Following yet another discussion in the chat, I propose we remove the “bare pointer calling convention” for memrefs converted to the LLVM dialect.
It was introduced in the early days of MLIR to simplify connection to JIT and to propagate “noalias/restrict” information. Today, it seems to be interpreted as a full-fledged lowering option, which is far from being the case since it only supports statically-shaped fixed-rank memrefs with the default layout. On the other hand, it propagates the dangerous confusion that memref is a pointer and can be treated as such, which now extends to tensors through bufferization. Furthermore, this is the only non-default “calling convention” and there haven’t been any others proposed, removing it will simplify the lowering.
If there are downstreams that rely on this convention, I would urge them to reconsider regardless of the outcome for this RFC. If such a behavior is really desired, it can be turned into a separate pass that rewrites compatible memrefs into LLVM dialect pointers, potentially including the operations on these values.
Generally +1 but I fear the problem is more deeply rooted.
General memref + arbitrary affine map layouts do not map to a well-formed type but rather to an arbitrary bag of pointer + index type.
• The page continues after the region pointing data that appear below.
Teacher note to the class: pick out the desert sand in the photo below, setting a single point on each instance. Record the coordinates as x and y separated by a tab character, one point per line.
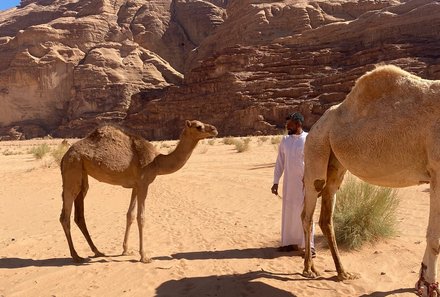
212	230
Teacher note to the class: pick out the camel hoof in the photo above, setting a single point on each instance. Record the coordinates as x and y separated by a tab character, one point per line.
310	273
99	254
128	253
348	276
146	260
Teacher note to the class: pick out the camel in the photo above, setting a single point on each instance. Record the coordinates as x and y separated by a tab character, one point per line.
387	133
111	155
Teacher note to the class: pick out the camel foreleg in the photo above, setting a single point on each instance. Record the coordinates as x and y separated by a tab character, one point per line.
427	284
130	220
142	195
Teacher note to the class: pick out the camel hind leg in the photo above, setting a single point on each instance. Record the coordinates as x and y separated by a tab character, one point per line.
427	284
79	214
335	175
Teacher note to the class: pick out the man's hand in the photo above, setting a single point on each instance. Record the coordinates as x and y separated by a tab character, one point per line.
274	189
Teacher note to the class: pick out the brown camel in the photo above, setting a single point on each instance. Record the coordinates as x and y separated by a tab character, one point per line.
386	132
114	156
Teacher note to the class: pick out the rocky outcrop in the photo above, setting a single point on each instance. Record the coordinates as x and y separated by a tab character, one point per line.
240	65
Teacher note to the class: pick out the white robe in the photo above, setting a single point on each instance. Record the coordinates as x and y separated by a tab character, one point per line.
290	161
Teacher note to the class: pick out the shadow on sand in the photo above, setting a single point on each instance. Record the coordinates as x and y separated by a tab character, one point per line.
390	293
224	285
262	253
11	263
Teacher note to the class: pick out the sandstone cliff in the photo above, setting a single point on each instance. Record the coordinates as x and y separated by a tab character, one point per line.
66	66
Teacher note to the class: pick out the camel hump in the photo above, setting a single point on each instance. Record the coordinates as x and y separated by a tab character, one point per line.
385	83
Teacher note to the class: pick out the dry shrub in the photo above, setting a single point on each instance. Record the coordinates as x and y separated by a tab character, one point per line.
59	152
241	145
40	151
364	213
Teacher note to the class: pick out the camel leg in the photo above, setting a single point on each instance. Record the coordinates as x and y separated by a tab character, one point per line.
430	257
69	196
79	215
335	175
316	157
142	195
307	219
130	220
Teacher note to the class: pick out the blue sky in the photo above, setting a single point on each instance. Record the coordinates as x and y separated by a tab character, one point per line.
5	4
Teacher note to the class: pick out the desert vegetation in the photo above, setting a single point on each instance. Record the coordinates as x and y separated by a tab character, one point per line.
364	213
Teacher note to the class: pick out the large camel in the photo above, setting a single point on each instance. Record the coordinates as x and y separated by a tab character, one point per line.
114	156
386	132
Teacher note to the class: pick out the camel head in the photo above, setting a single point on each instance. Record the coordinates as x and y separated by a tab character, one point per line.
198	130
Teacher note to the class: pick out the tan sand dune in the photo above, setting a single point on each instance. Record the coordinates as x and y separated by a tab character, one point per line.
211	229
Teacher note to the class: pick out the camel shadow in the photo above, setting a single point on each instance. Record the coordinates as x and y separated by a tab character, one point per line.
12	263
390	293
233	285
262	253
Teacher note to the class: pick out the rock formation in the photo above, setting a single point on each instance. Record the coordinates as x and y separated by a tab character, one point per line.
66	65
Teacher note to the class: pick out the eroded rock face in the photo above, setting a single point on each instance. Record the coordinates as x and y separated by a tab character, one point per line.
68	65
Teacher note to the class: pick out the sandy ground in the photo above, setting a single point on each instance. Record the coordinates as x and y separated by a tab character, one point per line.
212	230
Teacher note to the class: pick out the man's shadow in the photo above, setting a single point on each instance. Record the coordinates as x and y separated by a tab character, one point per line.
233	285
261	253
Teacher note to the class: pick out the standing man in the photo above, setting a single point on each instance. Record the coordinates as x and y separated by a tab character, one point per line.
290	161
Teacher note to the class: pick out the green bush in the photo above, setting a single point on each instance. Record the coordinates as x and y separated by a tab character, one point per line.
40	151
276	139
364	213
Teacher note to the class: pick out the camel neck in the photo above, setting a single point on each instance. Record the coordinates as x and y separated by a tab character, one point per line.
172	162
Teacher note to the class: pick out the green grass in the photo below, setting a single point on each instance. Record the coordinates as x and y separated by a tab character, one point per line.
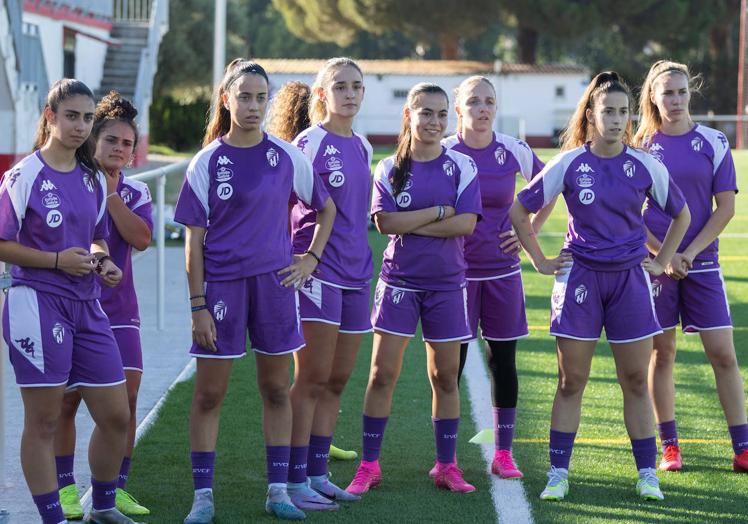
602	470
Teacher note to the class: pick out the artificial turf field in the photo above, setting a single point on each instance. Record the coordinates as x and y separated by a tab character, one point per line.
602	474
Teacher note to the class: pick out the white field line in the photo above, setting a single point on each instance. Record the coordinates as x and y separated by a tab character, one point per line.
149	420
508	495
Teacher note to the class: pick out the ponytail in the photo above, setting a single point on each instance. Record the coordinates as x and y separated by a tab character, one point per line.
578	131
403	152
219	121
60	91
They must be normalized to the canonical layout by propagating all indexing to load/stores, this can have surprising effects with e.g. alloc of memref with weird layout maps.
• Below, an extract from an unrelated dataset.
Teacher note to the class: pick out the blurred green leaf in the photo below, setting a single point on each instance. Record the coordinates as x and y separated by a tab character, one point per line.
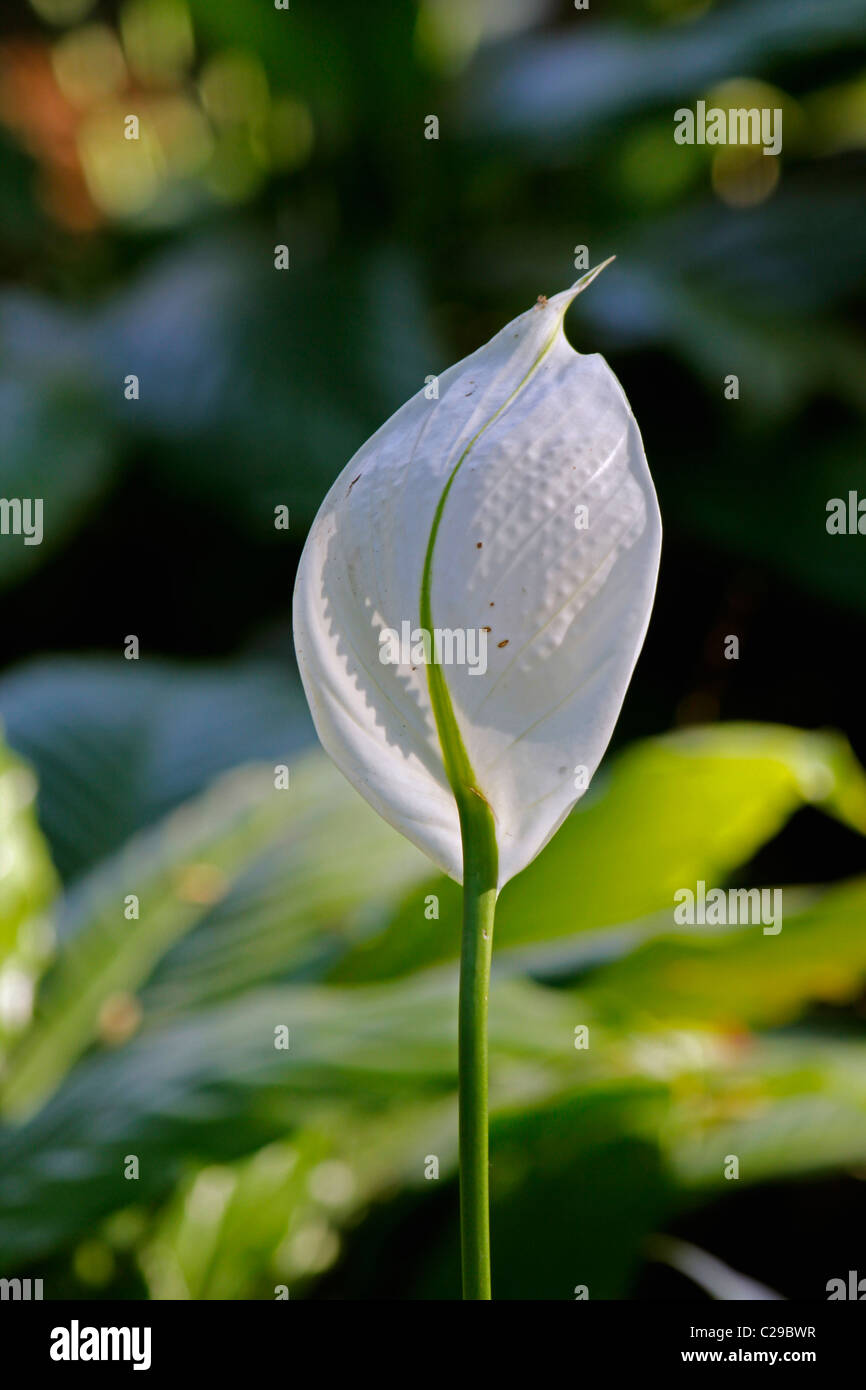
178	872
117	744
692	805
Strided memrefs have a more restricted and more composable expression. They are now pervasive in e.g. bufferization and structured subset-based codegen. I think the time may have come to turn them into a proper separate buffer type (and even use the opportunity to add the sorely missing refcounting) and have that be the abstraction that passes function boundaries. Along the way we can also make proper use of the layout attribute you added and drop the ill-advised linearized affine map for representing offset, sizes, strides.
I know this is a much larger change than what you propose but separate types + forced conversion from normalized memref to buffer (or alternatively BYO memref type lowering) feels like it would put such issues to rest once and for all.
I agree with the direction! MLIR and tensors/memrefs have significantly evolved since the bare pointer calling convention was introduced. The LLVM IR dialect is now much more composable type-wise so it should be easier for someone to implement an alternative memref lowering.
Having said that, I think that just removing the bare pointer calling convention code may leave the burden to those that need an alternative memref lowering. In the existing conversion to the LLVM dialect, the memref lowering is tightly coupled to the lowering of not only memory related operations but also operations like FuncOp, ReturnOp and CallOp. I wonder if, as part of this effort, we should also consider moving the “default calling convention” lowering to an independent pass. That would be an implementation example for others that need an alternative memref lowering and lead to a more decoupled and composable LLVM IR dialect conversion, which is something that has been discussed a few times in the past. WDYT?